First time poster here, please excuse holes in the plot.
I have a simple wireless design made of an MCU (atmega328p) and an NRF24L01 module, powered through a 3.3V regulator, talking to a similar board on the other side. This has been working well so far as a through-hole design, so I made a surface-mount version.
Through-hole version above, SMD version below.
As you can tell, the RF module sits above some of the components of the board, although I took care to not put any copper under the antenna. In the through-hole version, there is no copper or components at all under the whole module. There are also a few other differences that I believe don't matter here (the SMD version does not using any crystal, adds some fuses, uses different I/O pins).
With the through-hole version, I could easily get over 10m range.
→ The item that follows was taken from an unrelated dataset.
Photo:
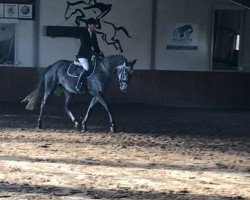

With the SMD version, most messages do not get received even when the boards are cm apart (the receiving end is the same in all tests, in this case an Arduino Nano hooked to a similar RF module).
What I have noticed, though, is:
- When I power the board via the ICSP port (bypassing the regulator), transmission works fine (I thought this might indicate not enough capacitance, but adding a 470uF cap in parallel doesn't fix anything, so I don't thing it's that)
- When powered through the regulator (target use case), transmission fails unless I do one of these:
- Putting my finger on the VCC or MISO pin of the ICSP port (putting my finger on any other ICSP pin doesn't change anything. Touching the same VCC and MISO signals anywhere else on the board doesn't make transmission work).
- Touching the antenna with a finger or a few cm of wire
- Reducing PA level to MIN or LOW (but that reduces range to just a couple meters). I originally had it set to MAX or HIGH.
My impression is that my design is somehow screwing up the RF module's antenna, and touching some specific parts of the board with a wire or a hand somehow corrects for that and allows the signal to be sent correctly. But as I know close to nothing of RF transmission, I don't know exactly what I am doing wrong.
I am happy to change my design, but I would like to understand what is wrong with it and in which direction I must take it.
Is it being disturbed by the chips under the module, or does this not matter? Is the clearance I gave the antenna not wide enough, or on the contrary, should I have not put any clearance under the antenna in the first place? Should I just solder some extra wire to the antenna (if so, how much? and why?)
I just don't really know which way to go and I'd rather avoid building 100 versions to find out. I'm also not sure of what I can do to find out more (right now the most sophisticated tool I have at my disposal is a multimeter - could a scope tell me more?).
Edit, answering the comments:
- Yes, connecting the RF module through jumper wires also makes transmission work.
- I cannot find any evidence of the RF module getting its power through the IO pins instead of the power rail. I am seeing 3.3V all the way through to the module.
- The regulator is pretty much the same. They're both 1117V33 types. The SOT23 is a AZ1117IH, the TO220 is a LD1117V33.